Again, the thalamus mediates our everyday sensory experience of the world; but because we’re also experiencing this bigger spiritual reality deep within our interiors, this bigger sense of unity, this bigger and freeing sense of connection in deep meditation, every day over a period of months and years, what apparently happens is that one side of the thalamus becomes more active than the other. This implies that our interpretations of reality actually become part of our physiology—they actually transform our brains. Our habitual ways of interpreting reality will tend to more or less hardwire those interpretations into our brains.
As the thalamus begins to be transformed through deep meditation over a period of years, it may be essentially transmitting the tangible experience of this bigger reality, whether we call it God; or in Buddhism, Sunyata, emptiness; or in Hinduism, Shiva or Shakti; or spirit; or source; the larger reality becomes so real in our experience that it quite literally transforms the thalamus, resulting in a lasting asymmetry in the activity of the thalamic lobes.
In Newberg’s words, “. . . the more you focus on God, the more God will be sensed as real. But it will not be a ‘symmetrical’ reality. Instead, it will be perceived ‘asymmetrically,’ meaning that the reality will appear different from one’s normal perception.” Apparently, after many years of meditation practice, this asymmetric perception (i.e., God, spirit, source, sunyata, Shiva, Shakti, etc.) becomes an essential aspect of everday experience, just as real as anything else, possibly even more real; hence the asymmetrical activity.
In the yogic traditions, the central area in the brain which the thalamus occupies plays an important role in spiritual awakening. As the body’s immense nerve bundles emerge from the spine and into the brainstem, they travel first through the thalamus before being distributed through the corpus callosum as a great multitude of nerve fibers branching up throughout the neocortex, along the crown of the head. This multi-branching of millions of neurons in part comprises the physical correlate of the sahasrara or “crown” chakra, the subtle energy center also referred to as the thousand-petaled lotus in yogic philosophy.

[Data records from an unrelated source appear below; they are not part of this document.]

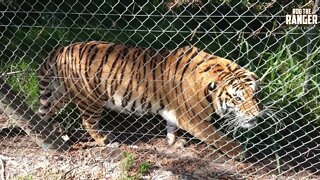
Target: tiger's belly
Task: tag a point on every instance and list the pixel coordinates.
(132, 107)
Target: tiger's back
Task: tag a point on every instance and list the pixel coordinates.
(95, 75)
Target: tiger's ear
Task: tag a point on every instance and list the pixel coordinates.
(212, 86)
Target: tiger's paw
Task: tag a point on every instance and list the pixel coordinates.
(180, 143)
(236, 152)
(171, 138)
(108, 141)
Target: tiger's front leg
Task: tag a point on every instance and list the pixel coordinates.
(90, 119)
(204, 131)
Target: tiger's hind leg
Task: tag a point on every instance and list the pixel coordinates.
(91, 115)
(50, 104)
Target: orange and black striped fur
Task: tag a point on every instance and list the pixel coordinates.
(185, 86)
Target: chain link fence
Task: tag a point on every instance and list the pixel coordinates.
(255, 35)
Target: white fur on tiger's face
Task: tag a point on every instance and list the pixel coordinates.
(185, 87)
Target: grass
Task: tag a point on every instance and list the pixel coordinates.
(282, 62)
(130, 170)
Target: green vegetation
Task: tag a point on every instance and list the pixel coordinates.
(251, 35)
(129, 168)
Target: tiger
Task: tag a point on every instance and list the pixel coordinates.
(185, 86)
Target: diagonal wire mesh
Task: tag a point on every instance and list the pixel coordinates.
(284, 142)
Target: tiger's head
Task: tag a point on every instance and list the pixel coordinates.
(234, 97)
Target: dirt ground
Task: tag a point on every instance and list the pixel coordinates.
(20, 158)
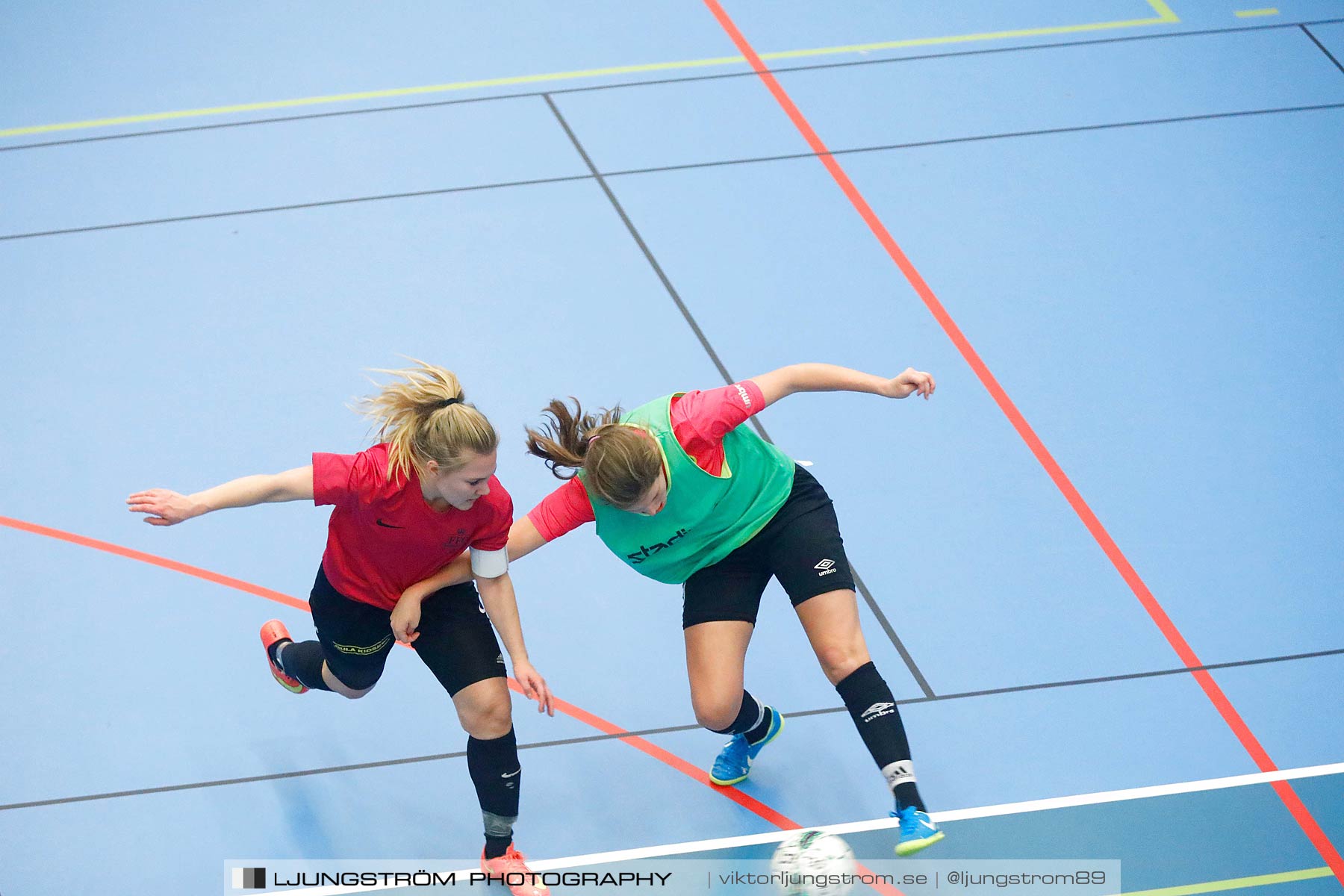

In close proximity to this central area, where the bundle of nerve fibers meets in the thalamus, are the pituitary gland, the hypothalamus, the pineal gland, and the third ventrical, also known as the Cave of Brahma in Kriya Yoga. One or more of these central areas have been the inner focus of meditation in the various meditative traditions for thousands of years. This central area is often associated with profound insight, spiritual vision, and higher perception. As such, it has been referred to as the “third eye,” playing an equally central role in awakening the body’s bio-electrical system, including the latent kundalini-shakti in the root center as well as the consciousness of unconditional, heart-melting love in the heart center.
In view of the scientific research on how meditation affects the thalamus, then, we can see that the meditative traditions seem to have rightly placed emphasis on this central area as one of the important centers to focus on in meditation. According to the contemplative traditions, as the spiritual energy activated during meditation rises through the subtle energtic pathways of the human body and into this resonant central chamber, substantial and durable shifts in perception of self and world occur over time. And science seems to point to the notion that, in some measure, these transformations appear as an asymmetrical activity in the thalamus, bringing with it a palpable, lived experience of greater freedom and fullness.